Unexpected V-Sync behaviour

I wrote a simple windows application which performs the following actions in a loop:

  • Fills the buffer with a random color using glClearColor and glClear
  • Performs a busy sleep for 20ms using std::chrono::high_resolution_clock
  • Swaps buffers
  • Calls glFinish

Given that my display has a refresh rate of 60Hz, as far as I understand the BufferSwap should be possible every 16ms. By introducing the delay of 20, I hoped to observe that a new frame would be displayed every other V-Blank, giving me the effective framerate of 30FPS. This however is not the case.

When my delay is below 16ms then glFinish blocks, capping the fps at 60. When my delay is above 16ms, glFinish returns within 1ms, and I get FPS values which are not fractions of 60. As far as I understand this should not be possible without using triple buffering, which I disabled in my GPU control panel.
Clearly I’m missing something, but what is it?
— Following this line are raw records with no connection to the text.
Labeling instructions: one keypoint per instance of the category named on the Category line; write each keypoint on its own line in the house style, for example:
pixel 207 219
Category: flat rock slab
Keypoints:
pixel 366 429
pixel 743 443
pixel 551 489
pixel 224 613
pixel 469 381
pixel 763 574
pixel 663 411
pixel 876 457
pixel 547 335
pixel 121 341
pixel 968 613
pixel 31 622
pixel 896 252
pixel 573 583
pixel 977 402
I know your puzzlement. I’ve been there too. :slight_smile:

Basically, your and my initial mental model of how the driver works isn’t correct. For me, the key was seeing how the GPU frame execution timing shakes out relative to the VBlank clock in Nsight Systems. Details below.

Setup

First, some setup prep. I’m going to assume NVIDIA graphics drivers on Windows. Make sure you have these active in your NVIDIA driver settings:

  • Low Latency Mode = ON
  • Monitor Technology = Fixed Refresh
  • Power management mode = Prefer maximum performance
  • Threaded optimization = OFF
  • Triple buffering = OFF

Next, make sure your app is creating a Fullscreen window (i.e. Flip present mode is active when focused). This ensures that your app’s frame display will be synchronized with monitor scan-out … not some virtualized VBlank clock invented by the DWM compositor.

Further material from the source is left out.